This was one of the most delightful writers’ conferences I’ve ever attended. The very best part was meeting so many fellow members of the Historical Fiction Authors’ Cooperative: M. Louisa Locke, Libbie Hawker, Janet Oakley, Lisa Yarde, Suzanne Tyrpak, Martha Marks, Judith Starkston, Priscilla Royal, and Ann Parker. I love all of these authors’ books and am proud to be counted among their number. The breadth and originality of the works produced by HFAC authors continues to inspire and amaze me. If you love this genre, you must check it out: Historical Fiction Ebooks.
There were dozens of terrific panels at the conference, with topics ranging from midwives to mysteries. I had workshop on plotting with renowned writing coach Larry Brooks on Friday morning. Friday afternoon I took a short course in rapier and short swords with actor/author David Blixt. I am now ready to defend my manor from marauders, whilst plotting the distinction between concept and premise. Both workshops were excellent and highly recommended, if you ever get a chance.

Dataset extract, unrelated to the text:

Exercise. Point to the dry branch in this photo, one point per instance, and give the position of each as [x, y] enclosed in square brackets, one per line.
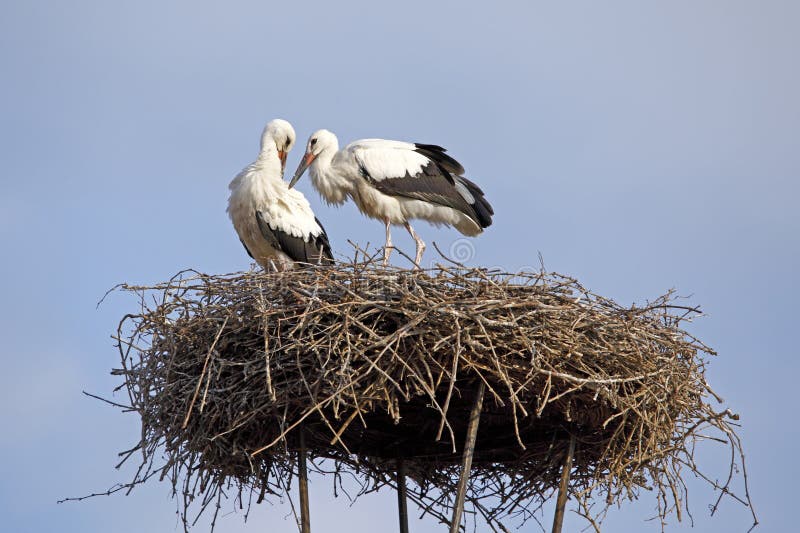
[378, 365]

I finally got to meet my editor, Jennifer Quinlan of Historical Editorial. She’s as charming in person as she is in email . She gave a great presentation editing historical fiction. The room was packed — literally standing room only — and the information & insights she delivered were super super useful. Jenny edits my Francis Bacon series and also does the beautiful covers. Versatile!
Another panel I found inspiring and informative was ‘Finding (and Keeping) Critique Partners’, with Margaret Rodenberg, Lorelei Brush, and Julianne Douglas. Critique groups are valuable resources, especially for indie authors, but hard to build and maintain. They had a lot of practical advice which I will incorporate into my thinking on the subject, which will emerge one of these days in the form of blog posts and local workshops.
I had a lot of fun swanning about in my Francis Bacon costume on Saturday evening. I signed four books, which I consider a great success for a new author. And on Sunday morning, many people said, “Look, there’s Francis Bacon!” even though I was back in my civvies.
Now I’m looking forward to the next meeting, which will be Oxford, U.K. in September, 2016. I won’t be carrying the costume, alas, but I will be hanging out with my tribe from HFAC. Woohoo! And a hey, nonny, nonny!